Shift from platform-centric to technology-driven capability
FICCI argued that future warfare will be multi-domain and information-centric, spanning land, air, sea, cyber, space and the electromagnetic spectrum. India must therefore move away from platform-centric modernisation towards networked, integrated and AI-enabled capabilities, supported by a robust indigenous innovation ecosystem. According to the industry body, increasing the defence budget is no longer merely a fiscal decision but a strategic imperative.

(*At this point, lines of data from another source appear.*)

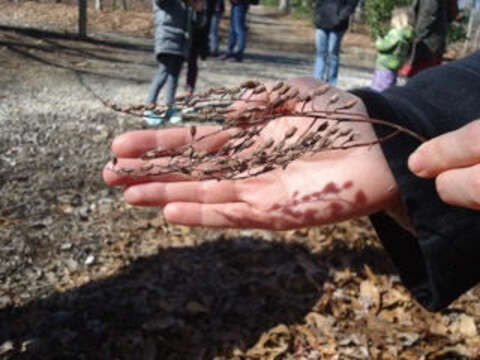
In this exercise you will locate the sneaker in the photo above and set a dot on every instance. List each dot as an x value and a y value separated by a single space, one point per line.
175 117
225 56
152 118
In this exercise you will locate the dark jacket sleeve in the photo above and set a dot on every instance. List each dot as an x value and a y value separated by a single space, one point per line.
443 260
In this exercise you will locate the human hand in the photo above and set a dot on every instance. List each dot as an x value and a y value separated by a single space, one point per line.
322 188
453 159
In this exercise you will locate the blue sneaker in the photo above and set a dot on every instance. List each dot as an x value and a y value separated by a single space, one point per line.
153 119
175 117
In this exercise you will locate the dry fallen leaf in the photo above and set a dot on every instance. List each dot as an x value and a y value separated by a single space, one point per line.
464 325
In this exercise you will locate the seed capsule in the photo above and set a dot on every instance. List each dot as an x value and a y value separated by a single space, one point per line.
290 132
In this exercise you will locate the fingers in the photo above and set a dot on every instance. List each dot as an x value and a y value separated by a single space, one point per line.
160 194
460 187
459 148
136 171
136 143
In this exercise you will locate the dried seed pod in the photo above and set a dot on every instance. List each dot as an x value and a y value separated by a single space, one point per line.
250 84
348 105
259 89
323 126
333 99
277 101
293 94
193 131
290 132
277 86
284 89
268 144
321 90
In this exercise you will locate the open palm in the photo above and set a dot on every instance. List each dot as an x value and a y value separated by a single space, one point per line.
315 189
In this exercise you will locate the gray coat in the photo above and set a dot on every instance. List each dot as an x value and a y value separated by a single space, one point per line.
171 19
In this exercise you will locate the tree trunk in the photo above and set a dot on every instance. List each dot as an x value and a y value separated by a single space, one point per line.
82 18
284 6
99 5
123 4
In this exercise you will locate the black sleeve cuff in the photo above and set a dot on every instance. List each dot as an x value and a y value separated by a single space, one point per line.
443 261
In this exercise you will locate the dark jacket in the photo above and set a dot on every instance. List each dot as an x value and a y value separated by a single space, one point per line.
171 19
333 14
442 261
215 6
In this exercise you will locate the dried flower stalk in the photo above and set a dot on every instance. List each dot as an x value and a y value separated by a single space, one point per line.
244 113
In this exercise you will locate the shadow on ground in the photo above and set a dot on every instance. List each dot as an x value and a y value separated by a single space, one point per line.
183 303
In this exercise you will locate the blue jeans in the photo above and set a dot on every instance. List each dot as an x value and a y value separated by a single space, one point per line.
213 37
238 34
168 72
327 43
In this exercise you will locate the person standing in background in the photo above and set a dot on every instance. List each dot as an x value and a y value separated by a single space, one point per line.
431 26
171 20
237 37
199 44
215 12
393 49
331 22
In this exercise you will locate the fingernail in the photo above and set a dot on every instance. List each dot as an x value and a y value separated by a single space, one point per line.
415 163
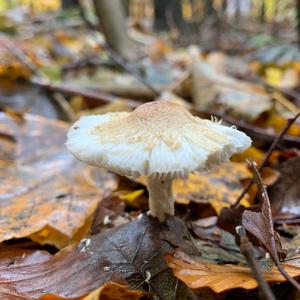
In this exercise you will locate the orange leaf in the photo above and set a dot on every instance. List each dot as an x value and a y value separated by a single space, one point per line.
219 278
45 193
109 291
220 187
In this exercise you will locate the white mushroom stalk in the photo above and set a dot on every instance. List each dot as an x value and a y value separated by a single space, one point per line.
161 140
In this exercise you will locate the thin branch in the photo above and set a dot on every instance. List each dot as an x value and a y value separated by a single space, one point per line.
121 62
247 250
263 193
267 155
116 57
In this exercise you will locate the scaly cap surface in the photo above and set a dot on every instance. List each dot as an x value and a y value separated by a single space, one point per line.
160 139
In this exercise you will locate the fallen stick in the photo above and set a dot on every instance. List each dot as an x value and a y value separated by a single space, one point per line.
267 155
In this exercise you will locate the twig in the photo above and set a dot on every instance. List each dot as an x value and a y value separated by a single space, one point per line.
121 62
64 106
102 98
288 92
285 102
115 56
267 155
176 83
247 250
263 194
105 98
21 56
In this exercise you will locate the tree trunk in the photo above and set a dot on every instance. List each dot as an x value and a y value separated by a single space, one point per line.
224 9
209 8
262 12
237 15
160 16
67 4
298 21
168 14
113 24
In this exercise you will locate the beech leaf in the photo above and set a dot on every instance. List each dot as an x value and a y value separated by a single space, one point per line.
219 278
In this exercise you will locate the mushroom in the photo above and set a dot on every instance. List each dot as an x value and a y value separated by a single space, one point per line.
160 140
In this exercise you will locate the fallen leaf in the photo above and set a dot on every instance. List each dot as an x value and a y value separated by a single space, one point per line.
284 194
45 193
109 291
127 254
220 188
219 278
260 224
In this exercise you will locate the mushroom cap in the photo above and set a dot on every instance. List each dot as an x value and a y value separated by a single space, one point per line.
160 139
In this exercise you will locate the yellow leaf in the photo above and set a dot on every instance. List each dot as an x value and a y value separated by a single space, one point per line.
273 75
219 278
220 187
131 198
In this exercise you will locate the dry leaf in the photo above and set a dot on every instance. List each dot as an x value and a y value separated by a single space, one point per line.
109 291
45 193
220 187
219 278
121 255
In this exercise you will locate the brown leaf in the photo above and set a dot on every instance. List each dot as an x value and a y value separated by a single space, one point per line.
45 193
109 291
219 278
220 188
285 194
126 254
260 224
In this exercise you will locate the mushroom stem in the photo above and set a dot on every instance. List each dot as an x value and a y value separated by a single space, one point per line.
161 201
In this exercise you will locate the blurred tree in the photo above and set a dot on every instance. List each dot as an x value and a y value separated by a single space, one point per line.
262 12
298 20
167 14
112 21
66 4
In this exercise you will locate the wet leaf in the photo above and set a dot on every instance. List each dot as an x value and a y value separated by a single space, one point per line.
285 194
219 278
127 254
260 224
109 291
45 193
220 188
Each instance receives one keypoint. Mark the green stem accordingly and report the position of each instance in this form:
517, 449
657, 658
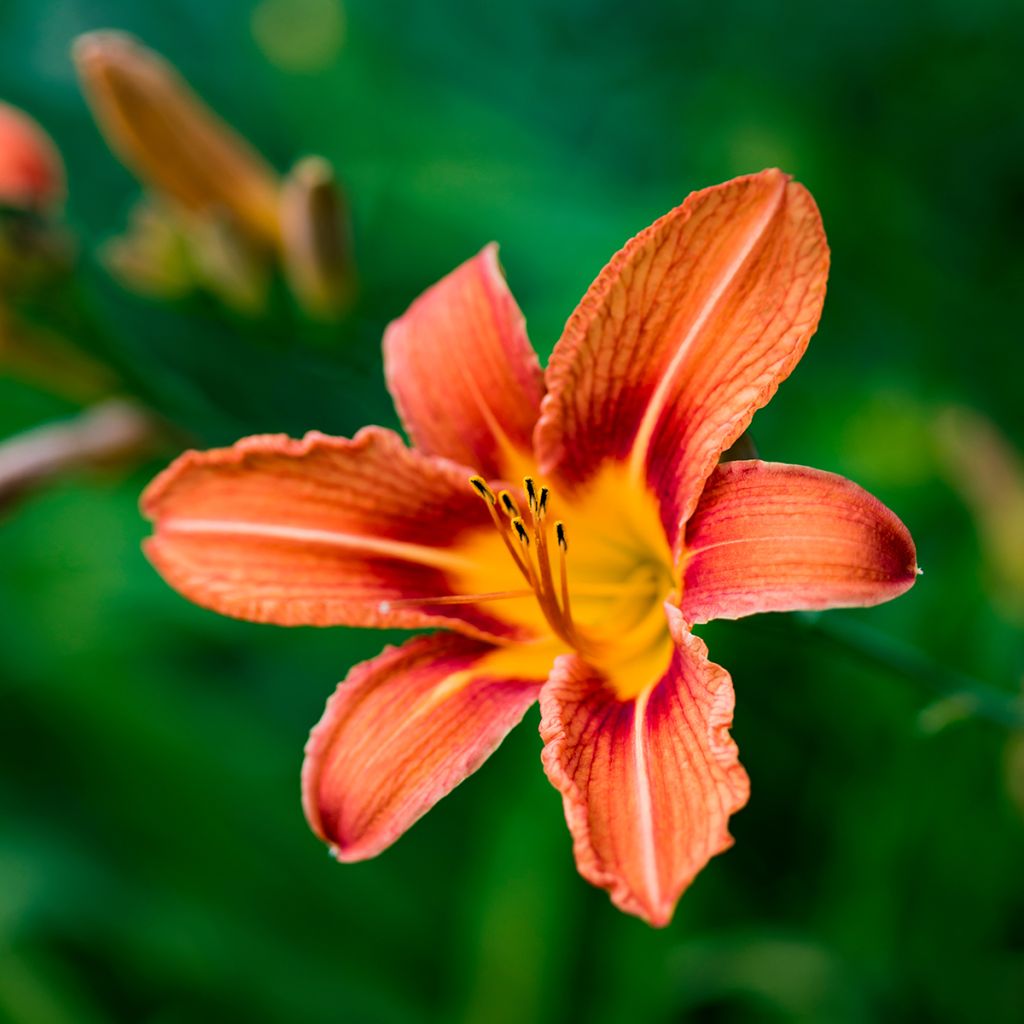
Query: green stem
903, 659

Defence Budget 2026: A four-point agenda
FICCI has proposed a four-pronged approach for the upcoming defence budget:
- Increase capital outlay for modernisation
In Budget 2025, the Ministry of Defence was allocated ₹6,81,210.27 crore for FY 2025–26, marking a 9.53% increase over the previous year. FICCI has suggested that while the government should maintain around 10% overall growth in defence allocations, the share of capital outlay should be raised to 30% from about 26%. Higher capital spending would support modernisation of military infrastructure and procurement of frontline assets, including UAVs, counter-UAV systems, electronic warfare equipment and air defence systems, particularly in border areas. - Strengthen DRDO funding for deep-tech innovation
FICCI has called for a significant increase in allocations to the Defence Research and Development Organisation (DRDO). The organisation received ₹26,816.82 crore in FY 2025–26, reflecting a 12.4% hike. The industry body has recommended an additional ₹10,000 crore in Budget 2026 to strengthen DRDO’s ability to pursue frontier technologies and fundamental research, especially through collaboration with private players under schemes such as the Technology Development Fund. This, it said, would accelerate the development of deep technologies in defence. - Expand defence industrial corridors to Eastern India
While acknowledging progress under the Atmanirbhar Bharat initiative through the Defence Industrial Corridors in Uttar Pradesh and Tamil Nadu, FICCI said the momentum should be extended by establishing an Eastern India Defence Industrial Corridor. Aligned with the government’s Purvodaya vision, such a corridor could revitalise industrial clusters in eastern states, generate employment, stimulate R&D, boost defence manufacturing and support India’s ambition to become a global defence export hub, while strengthening national security across all three borders. - Create a dedicated mechanism to boost defence exports
Defence exports have grown at a compound annual growth rate of 46% between 2016–17 and 2023–24, driven largely by private sector participation. With the government targeting defence exports worth ₹50,000 crore by 2028–29, FICCI has proposed the creation of a Defence Export Promotion Council (DEPC). The proposed body would coordinate with the armed forces, DPSUs, private manufacturers, the Ministry of External Affairs, Indian missions abroad and the Ministry of Defence to engage foreign governments and buyers and systematically promote Indian defence products.
FICCI’s recommendations underline a broader message: Budget 2026 must treat defence spending not merely as expenditure, but as an investment in national security, technological sovereignty and long-term economic growth.